Yoon Suk Yeol ditetapkan sebagai pemimpin pemberontakan Korea Selatan. (Anadolu)
Marcheilla Ariesta • 26 January 2025 19:55
Seoul: Jaksa Korea Selatan mendakwa Presiden Yoon Suk-yeol yang dimakzulkan atas tuduhan memimpin pemberontakan dengan penerapan darurat militer yang berlangsung singkat pada 3 Desember.
"Jaksa telah memutuskan untuk mendakwa Yoon Suk-yeol, yang menghadapi tuduhan sebagai pemimpin pemberontakan," kata juru bicara Partai Demokrat Han Min-soo dalam konferensi pers pada Minggu, 26 Januari 2025.
"Hukuman bagi pemimpin pemberontakan akhirnya dimulai,” imbuh jaksa, dikutip dari Al Jazeera.
Pemberontakan adalah salah satu dari sedikit tuduhan pidana yang tidak dapat dikenai kekebalan hukum kepada presiden Korea Selatan.

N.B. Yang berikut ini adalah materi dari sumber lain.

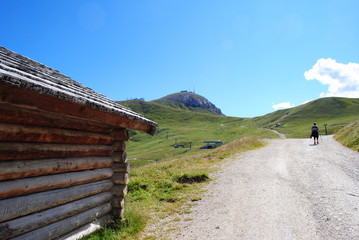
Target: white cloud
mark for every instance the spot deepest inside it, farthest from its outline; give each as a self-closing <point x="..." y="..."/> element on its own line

Pemberontakan dapat dihukum dengan hukuman penjara seumur hidup atau hukuman mati, meskipun Korea Selatan belum pernah mengeksekusi siapa pun selama beberapa dekade.
Penyelidik antikorupsi minggu lalu merekomendasikan untuk mendakwa Yoon yang dipenjara, yang dimakzulkan oleh parlemen dan diskors dari tugasnya atas insiden tersebut.

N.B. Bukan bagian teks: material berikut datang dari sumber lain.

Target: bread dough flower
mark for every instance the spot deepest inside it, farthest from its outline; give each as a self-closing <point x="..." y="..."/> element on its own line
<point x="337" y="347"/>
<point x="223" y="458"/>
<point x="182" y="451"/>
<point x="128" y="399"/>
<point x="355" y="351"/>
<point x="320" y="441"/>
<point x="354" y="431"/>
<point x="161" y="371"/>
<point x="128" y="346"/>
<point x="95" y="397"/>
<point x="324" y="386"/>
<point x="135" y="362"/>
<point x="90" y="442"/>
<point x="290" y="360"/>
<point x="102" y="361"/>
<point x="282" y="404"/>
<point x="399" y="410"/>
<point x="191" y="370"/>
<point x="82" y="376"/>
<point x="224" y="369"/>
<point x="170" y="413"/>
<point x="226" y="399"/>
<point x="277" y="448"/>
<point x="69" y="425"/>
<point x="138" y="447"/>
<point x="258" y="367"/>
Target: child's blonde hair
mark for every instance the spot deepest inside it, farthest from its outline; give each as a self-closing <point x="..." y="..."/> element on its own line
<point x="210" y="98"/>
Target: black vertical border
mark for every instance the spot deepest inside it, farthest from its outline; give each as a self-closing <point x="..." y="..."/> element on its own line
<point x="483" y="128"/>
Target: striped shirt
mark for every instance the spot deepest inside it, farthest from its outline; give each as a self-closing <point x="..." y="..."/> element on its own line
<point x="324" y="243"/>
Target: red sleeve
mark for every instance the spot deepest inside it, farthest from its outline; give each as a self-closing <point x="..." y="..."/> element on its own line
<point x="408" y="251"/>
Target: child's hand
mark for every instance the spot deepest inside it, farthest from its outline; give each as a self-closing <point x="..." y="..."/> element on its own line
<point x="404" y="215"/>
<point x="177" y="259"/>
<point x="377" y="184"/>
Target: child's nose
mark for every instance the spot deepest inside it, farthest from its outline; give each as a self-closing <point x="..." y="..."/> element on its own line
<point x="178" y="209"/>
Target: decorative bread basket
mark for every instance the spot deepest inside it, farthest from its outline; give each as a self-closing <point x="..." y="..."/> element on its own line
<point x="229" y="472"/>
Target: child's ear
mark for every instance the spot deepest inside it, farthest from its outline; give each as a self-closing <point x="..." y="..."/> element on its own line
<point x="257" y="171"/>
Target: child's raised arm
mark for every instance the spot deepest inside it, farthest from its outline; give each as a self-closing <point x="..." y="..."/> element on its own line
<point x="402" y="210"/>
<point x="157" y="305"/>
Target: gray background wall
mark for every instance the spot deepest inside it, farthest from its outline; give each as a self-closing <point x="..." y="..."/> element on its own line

Pengacara Yoon telah mendesak jaksa untuk segera membebaskannya dari apa yang mereka sebut penahanan ilegal.
Dalam penyelidikan kriminal, ia telah ditahan sejak menjadi presiden pertama yang ditangkap pada 15 Januari.
Yoon dan pengacaranya berargumen di sidang Mahkamah Konstitusi minggu lalu dalam persidangan pemakzulannya bahwa ia tidak pernah bermaksud untuk memberlakukan darurat militer sepenuhnya, tetapi hanya bermaksud tindakan tersebut sebagai peringatan untuk memecah kebuntuan politik.

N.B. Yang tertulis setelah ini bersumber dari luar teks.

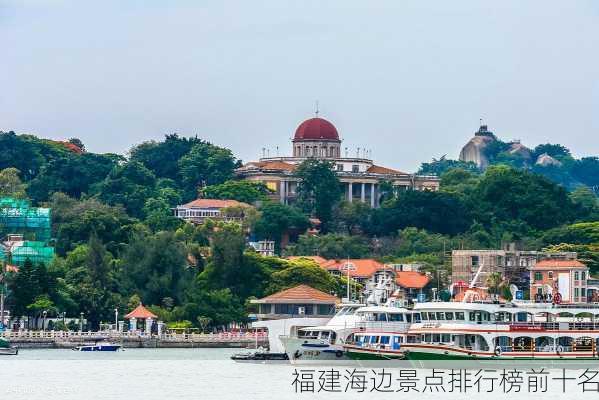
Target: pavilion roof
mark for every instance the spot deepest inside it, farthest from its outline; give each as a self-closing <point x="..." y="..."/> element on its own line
<point x="141" y="312"/>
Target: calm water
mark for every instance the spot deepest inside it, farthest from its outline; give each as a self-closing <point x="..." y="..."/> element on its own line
<point x="192" y="374"/>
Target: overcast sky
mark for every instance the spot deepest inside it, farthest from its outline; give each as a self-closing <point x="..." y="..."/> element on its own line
<point x="407" y="79"/>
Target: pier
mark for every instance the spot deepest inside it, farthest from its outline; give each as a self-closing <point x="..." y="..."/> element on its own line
<point x="70" y="339"/>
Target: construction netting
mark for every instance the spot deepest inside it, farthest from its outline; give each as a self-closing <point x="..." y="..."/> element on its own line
<point x="19" y="217"/>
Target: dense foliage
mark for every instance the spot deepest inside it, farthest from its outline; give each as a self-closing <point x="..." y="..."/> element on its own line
<point x="118" y="243"/>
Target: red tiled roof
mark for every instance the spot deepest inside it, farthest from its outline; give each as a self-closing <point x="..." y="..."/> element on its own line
<point x="361" y="268"/>
<point x="301" y="293"/>
<point x="214" y="203"/>
<point x="275" y="165"/>
<point x="411" y="279"/>
<point x="141" y="312"/>
<point x="377" y="169"/>
<point x="316" y="129"/>
<point x="558" y="264"/>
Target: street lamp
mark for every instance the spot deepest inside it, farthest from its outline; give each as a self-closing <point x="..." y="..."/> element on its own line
<point x="116" y="319"/>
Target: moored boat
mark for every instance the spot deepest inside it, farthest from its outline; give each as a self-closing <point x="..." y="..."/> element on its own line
<point x="6" y="349"/>
<point x="98" y="347"/>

Sejalan dengan proses pidananya, pengadilan tinggi akan menentukan apakah akan mencopot Yoon dari jabatannya atau mengembalikan kekuasaan kepresidenannya, dengan waktu 180 hari untuk memutuskan.
Parlemen yang dipimpin oposisi Korea Selatan memakzulkan Yoon pada 14 Desember, menjadikannya presiden konservatif kedua yang dimakzulkan di negara tersebut.
Yoon mencabut darurat militernya setelah sekitar enam jam setelah legislator dari partai oposisi utama, yang berhadapan dengan tentara di parlemen, menolak keputusan tersebut.
Tentara yang dilengkapi dengan senapan, pelindung tubuh, dan peralatan penglihatan malam terlihat memasuki gedung parlemen melalui jendela yang pecah selama konfrontasi dramatis tersebut.